The increasingly extreme, unpredictable, and erratic weather continue to take their toll on Africa, putting particular pressure on the continent’s economic engine, agriculture. From severe cyclones in Malawi, Mozambique and Zimbabwe three years ago, to ravaging desert locusts at the Horn of Africa, the impacts of climate change are getting worse every year.
Since the beginning of 2020, East Africa has experienced enormous infestations of desert locusts worsening food insecurity in the region. The invasion in Kenya was the worst seen in 70 years according to the UN’s Food and Agricultural Organisation. High rainfall levels recorded in the East Africa region in March and April, 2020 created favourable conditions for locust breeding.
The continent faces unique and disproportionate challenges, according to the UN Intergovernmental Panel on Climate Change (IPCC) 4th and 5th Assessment reports, and the first and second Africa Adaptation Gap reports, published between 2007 and 2020. The most recent 6th IPCC report on physical science shows that emissions from human activities have led to a rise of approximately 1.1°C.
“Exposure to multiple and compound climate-related risks is projected to increase between 1.5°C and 2°C of global warming with greater proportions of people exposed in Africa and Asia,” according to the report. Rising surface temperatures have been higher in Africa than the global average with marine heat waves to rise across the continent, the report says. The report emphasizes that climate change will continue affecting all regions of the world, southern Africa included.

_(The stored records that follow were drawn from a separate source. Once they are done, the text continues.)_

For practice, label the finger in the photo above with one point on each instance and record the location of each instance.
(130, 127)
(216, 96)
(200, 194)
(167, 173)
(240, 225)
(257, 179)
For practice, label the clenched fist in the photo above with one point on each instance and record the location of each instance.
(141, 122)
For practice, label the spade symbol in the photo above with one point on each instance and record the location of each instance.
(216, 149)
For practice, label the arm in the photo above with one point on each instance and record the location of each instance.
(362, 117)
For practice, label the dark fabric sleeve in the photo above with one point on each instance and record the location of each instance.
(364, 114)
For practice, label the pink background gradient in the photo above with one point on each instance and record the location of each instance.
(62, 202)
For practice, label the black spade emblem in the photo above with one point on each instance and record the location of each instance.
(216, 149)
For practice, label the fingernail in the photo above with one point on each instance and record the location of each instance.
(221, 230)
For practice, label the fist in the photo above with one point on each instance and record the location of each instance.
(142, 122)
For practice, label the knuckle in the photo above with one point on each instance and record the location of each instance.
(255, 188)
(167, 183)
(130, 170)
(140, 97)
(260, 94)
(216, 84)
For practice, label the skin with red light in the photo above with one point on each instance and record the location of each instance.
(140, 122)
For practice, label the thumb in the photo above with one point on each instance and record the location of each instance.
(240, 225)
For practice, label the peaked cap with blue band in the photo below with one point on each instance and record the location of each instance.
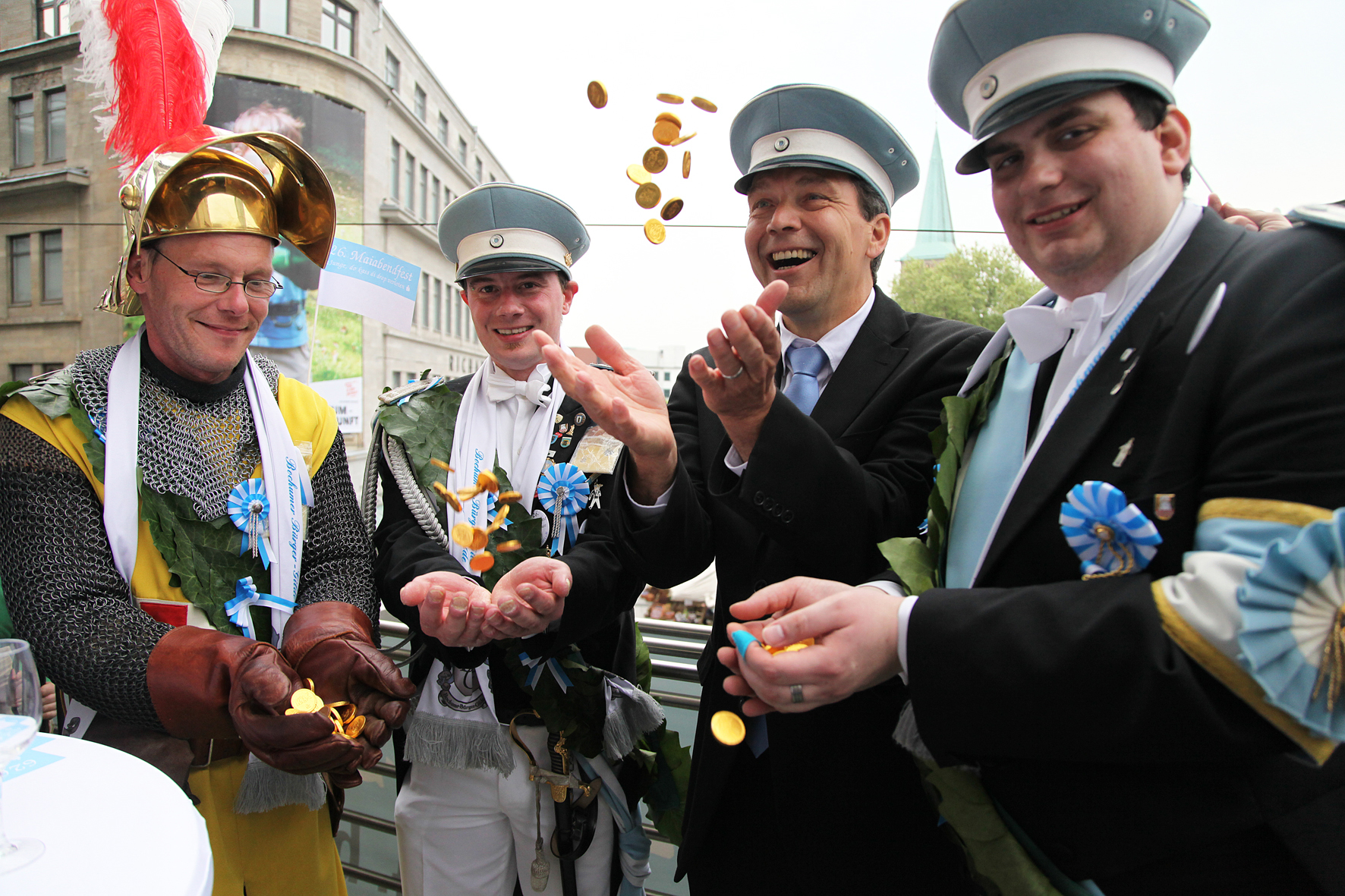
(499, 228)
(806, 125)
(997, 64)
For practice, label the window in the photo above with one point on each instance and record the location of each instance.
(55, 124)
(52, 269)
(411, 184)
(339, 27)
(22, 109)
(264, 15)
(20, 271)
(52, 17)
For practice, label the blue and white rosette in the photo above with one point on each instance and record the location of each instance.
(249, 509)
(562, 490)
(245, 598)
(536, 666)
(1293, 637)
(1111, 536)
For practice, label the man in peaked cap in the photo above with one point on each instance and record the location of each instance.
(1125, 642)
(191, 556)
(789, 452)
(498, 712)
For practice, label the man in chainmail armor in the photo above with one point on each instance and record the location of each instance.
(183, 630)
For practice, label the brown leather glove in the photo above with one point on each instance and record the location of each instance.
(207, 684)
(331, 642)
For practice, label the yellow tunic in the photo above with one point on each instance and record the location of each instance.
(288, 850)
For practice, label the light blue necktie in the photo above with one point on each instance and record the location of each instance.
(806, 362)
(994, 466)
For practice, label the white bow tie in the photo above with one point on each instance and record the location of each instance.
(501, 386)
(1043, 332)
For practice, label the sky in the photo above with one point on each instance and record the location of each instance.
(1263, 93)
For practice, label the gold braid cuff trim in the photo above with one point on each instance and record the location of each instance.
(1262, 509)
(1236, 678)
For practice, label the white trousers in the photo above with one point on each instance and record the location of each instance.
(474, 833)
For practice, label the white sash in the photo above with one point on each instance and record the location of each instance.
(280, 462)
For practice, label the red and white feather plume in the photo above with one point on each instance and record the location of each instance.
(153, 66)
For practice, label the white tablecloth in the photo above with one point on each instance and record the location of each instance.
(111, 822)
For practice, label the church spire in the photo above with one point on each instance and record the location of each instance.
(935, 240)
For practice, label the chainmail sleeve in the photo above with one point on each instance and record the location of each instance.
(61, 586)
(338, 556)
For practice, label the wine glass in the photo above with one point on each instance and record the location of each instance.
(20, 713)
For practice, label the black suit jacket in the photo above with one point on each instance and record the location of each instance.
(1092, 728)
(815, 498)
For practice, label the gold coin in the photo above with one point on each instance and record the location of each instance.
(647, 196)
(728, 728)
(655, 160)
(654, 231)
(461, 534)
(665, 132)
(306, 701)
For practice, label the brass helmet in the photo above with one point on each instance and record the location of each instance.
(256, 182)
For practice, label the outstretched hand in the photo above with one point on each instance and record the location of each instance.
(855, 645)
(625, 401)
(452, 607)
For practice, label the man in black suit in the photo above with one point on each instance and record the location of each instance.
(1173, 405)
(779, 463)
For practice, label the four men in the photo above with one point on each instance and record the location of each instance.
(1113, 650)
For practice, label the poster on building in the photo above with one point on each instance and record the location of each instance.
(304, 344)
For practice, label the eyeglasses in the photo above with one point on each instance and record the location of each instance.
(219, 283)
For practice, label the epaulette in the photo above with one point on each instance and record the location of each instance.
(1331, 214)
(404, 391)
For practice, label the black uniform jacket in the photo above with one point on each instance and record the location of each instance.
(815, 498)
(1092, 728)
(597, 611)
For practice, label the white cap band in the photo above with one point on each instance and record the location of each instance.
(1060, 55)
(512, 241)
(808, 142)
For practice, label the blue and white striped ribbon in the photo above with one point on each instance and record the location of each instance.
(1094, 505)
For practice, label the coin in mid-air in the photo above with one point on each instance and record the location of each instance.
(647, 196)
(728, 728)
(655, 160)
(665, 132)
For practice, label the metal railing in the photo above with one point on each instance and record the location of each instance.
(663, 638)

“These effects centre on the physical and the socioeconomic losses relating to climate change,” said Richard Munang, Africa Regional Climate Change Coordinator at the UN Environment Programme (UNEP).
While Africa is responsible for only 2 to 3% of global emissions, it is one of the most vulnerable regions with disproportionate impacts from climate change. For example, some parts of Africa are already heating up twice as fast as the rest of the world.
In a study published in Environmental Science, researchers found that agriculture in Africa is vulnerable to climate change due to its over-reliance on rain, coupled with limited access to of technology. “The majority of Africa’s farmers work on a small-scale or subsistence level and have few financial resources, limited access to infrastructure, and disparate access to information,” says lead author Laura Pereira.
A 2019 analysis by the IPCC shows that the continent has lost up to about 40% of its potential crop production due to climate change. Findings from a study published last year suggest Ethiopia may face significant volatility in coffee yields, while Mozambique may suffer greater volatility in maize production by 2030. In Mwea town, which produces up to 80% of Kenya’s rice, farmers lose an average of 50kg of rice each, whenever there is a heavy downpour.
Munang advocates measures to improve agricultural yields, such as Cameroon smallholder cassava farmers increasing yields by up to 25%, through integration of agro-forestry that stabilises soils to reduce erosion.
Mzime Ndebele-Murisa, an ecologist and researcher from the Department of Freshwater and Fishery Sciences Chinhoyi University of Technology in Zimbabwe, says “the way forward therefore is through adaptation and mitigation strategies so that the impacts can be reduced and resilience is strengthened.”